The a list of parameters is passed from the UI via REST e.g.
http://localhost/things?foo=bar&baz=taz
h
Inspired by Jean-Bernard I came up with this:
public class WhereClause {
public HashMap<String, String> queryValues; // [<"foo","bar">, <"baz","taz">]
public String preparedString; // "WHERE foo=:foo AND bar=:baz"
}
Which is bound via a custom Binder BindWhereClause:
@BindingAnnotation(BindWhereClause.WhereClauseBinderFactory.class)
@Retention(RetentionPolicy.RUNTIME)
@Target({ElementType.PARAMETER})
public @interface BindWhereClause {
class WhereClauseBinderFactory implements BinderFactory {
public Binder build(Annotation annotation) {
return new Binder<BindWhereClause, WhereClause>() {
public void bind(SQLStatement q, BindWhereClause bind, WhereClause clause) {
clause.queryValues
.keySet()
.forEach(s -> q.bind(s, clause.queryValues.get(s)));
}
};
}
}
}
And a combination of @Define and @Bind:
@UseStringTemplate3StatementLocator
public interface ThingDAO {
@SqlQuery("SELECT * FROM things <where>")
List<Thing> findThingsWhere(@Define("where") String where,
@BindWhereClause() WhereClause whereClause);
}
This should be injection proof. (is it?)
Use a parameterized query. Here is the jdbi page for them.
Parameterized queries are the way to prevent sql injection in most settings.
You can dynamically create the where statement, but leave parameter names instead of values, they will be bound later, in a safe way.
You would probably be interested in this bit specifically, since your parameters are dynamic:
@BindingAnnotation(BindSomething.SomethingBinderFactory.class)
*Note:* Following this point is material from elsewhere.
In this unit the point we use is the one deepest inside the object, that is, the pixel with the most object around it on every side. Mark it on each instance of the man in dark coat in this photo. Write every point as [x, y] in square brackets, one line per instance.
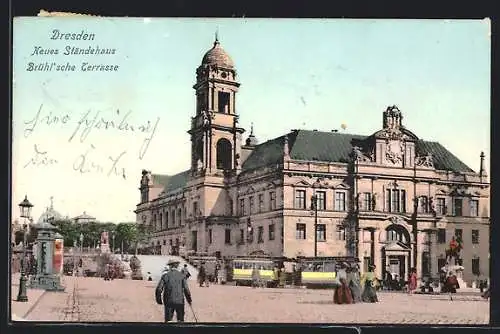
[202, 274]
[173, 286]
@Retention(RetentionPolicy.RUNTIME)
@Target({ElementType.PARAMETER})
public @interface BindSomething
{
public static class SomethingBinderFactory implements BinderFactory
{
public Binder build(Annotation annotation)
{
return new Binder<BindSomething, Something>()
{
public void bind(SQLStatement q, BindSomething bind, Something arg)
{
q.bind("ident", arg.getId());
q.bind("nom", arg.getName());
}
};
}
}
}
I've never used jdbi so I'm not 100% sure what you'd have to do, but it looks like the q.bind(...) method is exactly what you want.